Import a very large txt file to Dynamobd

Import a very large txt file to Dynamobd - python

I have a huge txt file and I need to put it on DynamoDB.
the file struct is:
223344|blue and orange|Red|16/12/2022
223344|blue and orange|Red|16/12/2022
...
This file has more than 200M lines
I have tried to convert it on json file using this code bellow:
import json
with open('mini_data.txt', 'r') as f_in:
for line in f_in:
line = line.strip().split('|')
filename = 'smini_final_data.json'
result = {"fild1": line[0], "field2": line[1], "field3": str(line[2]).replace(" ",""),"field4":line[3]}
with open(filename, "r") as file:
data = json.load(file)
data.append(result)
with open(filename, "w") as file:
json.dump(data, file)
But this isn't efficient and it's only the first part of the job ( convert data to Json ), after this I need put the Json in dynamoDB.
I have used this code (it's look good):
def insert(self):
if not self.dynamodb:
self.dynamodb = boto3.resource(
'dynamodb', endpoint_url="http://localhost:8000")
table = self.dynamodb.Table('fruits')
json_file = open("final_data.json")
orange = json.load(json_file, parse_float = decimal.Decimal)
with table.batch_writer() as batch:
for fruit in orange:
fild1 = fruit['fild1']
fild2 = fruit['fild2']
fild3= fruit['fild3']
fild4 = fruit['fild4']
batch.put_item(
Item={
'fild1':fild1,
'fild2':fild2,
'fild3':fild3,
'fild4':fild4
}
)
So, does anyone, have some suggestions to process this txt more efficiently?
Thanks

The step of converting from delimited text to JSON seems unnecessary in this case. The way you've written it requires reopening and rewriting the JSON file for each line of your delimited text file.

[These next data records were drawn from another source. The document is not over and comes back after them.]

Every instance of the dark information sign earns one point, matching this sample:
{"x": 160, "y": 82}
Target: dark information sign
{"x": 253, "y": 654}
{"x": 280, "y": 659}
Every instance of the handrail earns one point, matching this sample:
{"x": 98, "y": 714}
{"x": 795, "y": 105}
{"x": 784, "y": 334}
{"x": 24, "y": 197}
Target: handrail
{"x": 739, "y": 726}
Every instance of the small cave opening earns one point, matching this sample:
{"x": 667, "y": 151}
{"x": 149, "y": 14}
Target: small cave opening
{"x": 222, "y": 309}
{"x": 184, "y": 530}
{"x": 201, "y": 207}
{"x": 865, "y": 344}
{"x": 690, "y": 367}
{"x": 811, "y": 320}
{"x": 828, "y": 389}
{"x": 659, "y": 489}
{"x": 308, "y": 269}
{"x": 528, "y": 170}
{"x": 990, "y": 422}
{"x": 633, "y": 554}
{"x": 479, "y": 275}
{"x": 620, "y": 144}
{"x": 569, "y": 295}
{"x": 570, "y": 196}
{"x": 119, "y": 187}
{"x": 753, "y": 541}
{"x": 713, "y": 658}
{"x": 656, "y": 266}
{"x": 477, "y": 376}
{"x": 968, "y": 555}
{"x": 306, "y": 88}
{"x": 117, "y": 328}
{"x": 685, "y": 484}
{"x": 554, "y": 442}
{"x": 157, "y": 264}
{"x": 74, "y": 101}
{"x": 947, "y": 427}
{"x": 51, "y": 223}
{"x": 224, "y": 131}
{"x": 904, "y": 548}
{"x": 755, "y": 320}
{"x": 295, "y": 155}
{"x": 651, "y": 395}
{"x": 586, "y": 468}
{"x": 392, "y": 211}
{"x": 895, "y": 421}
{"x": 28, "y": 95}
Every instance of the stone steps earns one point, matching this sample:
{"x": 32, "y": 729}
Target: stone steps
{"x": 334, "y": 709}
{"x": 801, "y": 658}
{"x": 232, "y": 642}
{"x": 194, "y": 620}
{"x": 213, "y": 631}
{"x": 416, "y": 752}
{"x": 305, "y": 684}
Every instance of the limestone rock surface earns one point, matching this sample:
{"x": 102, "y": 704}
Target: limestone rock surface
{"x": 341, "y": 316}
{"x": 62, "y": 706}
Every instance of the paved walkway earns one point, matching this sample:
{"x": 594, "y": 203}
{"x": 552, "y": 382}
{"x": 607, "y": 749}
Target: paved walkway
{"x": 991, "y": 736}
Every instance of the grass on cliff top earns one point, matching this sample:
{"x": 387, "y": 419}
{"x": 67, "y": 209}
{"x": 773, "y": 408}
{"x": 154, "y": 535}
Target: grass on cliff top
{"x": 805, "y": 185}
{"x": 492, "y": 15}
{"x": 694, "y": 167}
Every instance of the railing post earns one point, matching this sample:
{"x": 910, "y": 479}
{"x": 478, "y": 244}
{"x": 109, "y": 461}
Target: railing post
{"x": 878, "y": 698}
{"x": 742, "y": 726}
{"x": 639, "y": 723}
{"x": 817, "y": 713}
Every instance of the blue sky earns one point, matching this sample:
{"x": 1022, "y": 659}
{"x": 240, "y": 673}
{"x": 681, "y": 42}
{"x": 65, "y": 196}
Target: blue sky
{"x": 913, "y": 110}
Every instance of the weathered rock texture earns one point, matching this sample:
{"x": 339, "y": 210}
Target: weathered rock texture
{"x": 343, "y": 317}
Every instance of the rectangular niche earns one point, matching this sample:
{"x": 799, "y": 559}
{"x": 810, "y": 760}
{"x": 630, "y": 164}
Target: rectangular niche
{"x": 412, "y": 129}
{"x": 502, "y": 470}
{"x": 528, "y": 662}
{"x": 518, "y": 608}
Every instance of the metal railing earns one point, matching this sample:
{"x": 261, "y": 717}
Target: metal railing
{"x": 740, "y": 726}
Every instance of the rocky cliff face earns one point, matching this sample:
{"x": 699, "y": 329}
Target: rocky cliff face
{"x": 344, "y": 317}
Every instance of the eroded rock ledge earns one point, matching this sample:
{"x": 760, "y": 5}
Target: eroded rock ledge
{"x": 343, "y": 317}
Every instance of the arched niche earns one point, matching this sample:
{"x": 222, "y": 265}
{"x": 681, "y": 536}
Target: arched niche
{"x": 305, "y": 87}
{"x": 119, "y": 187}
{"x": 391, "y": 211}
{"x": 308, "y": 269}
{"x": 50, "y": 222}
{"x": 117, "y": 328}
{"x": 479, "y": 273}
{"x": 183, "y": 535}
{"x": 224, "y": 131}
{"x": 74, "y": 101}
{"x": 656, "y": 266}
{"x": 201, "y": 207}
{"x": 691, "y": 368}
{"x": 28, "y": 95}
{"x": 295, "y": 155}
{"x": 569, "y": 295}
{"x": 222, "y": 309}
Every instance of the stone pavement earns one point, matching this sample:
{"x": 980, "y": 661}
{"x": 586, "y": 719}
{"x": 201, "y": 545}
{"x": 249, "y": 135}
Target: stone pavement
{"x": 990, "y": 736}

That I/O overhead repeated 200M times can really slow things down.
I suggest going straight from your delimited text to DynamoDB. It might look something like this:
dynamodb = boto3.resource(
'dynamodb', endpoint_url="http://localhost:8000")
table = self.dynamodb.Table('fruits')
with table.batch_writer() as batch:
with open('mini_data.txt', 'r') as f_in:
for line in f_in:
line = line.strip().split('|')
batch.put_item(
Item={
'fild1':line[0],
'fild2':line[1],
'fild3':str(line[2]).replace(" ",""),
'fild4':line[3]
}
)

Related

How can I edit my code to print out the content of my created json file?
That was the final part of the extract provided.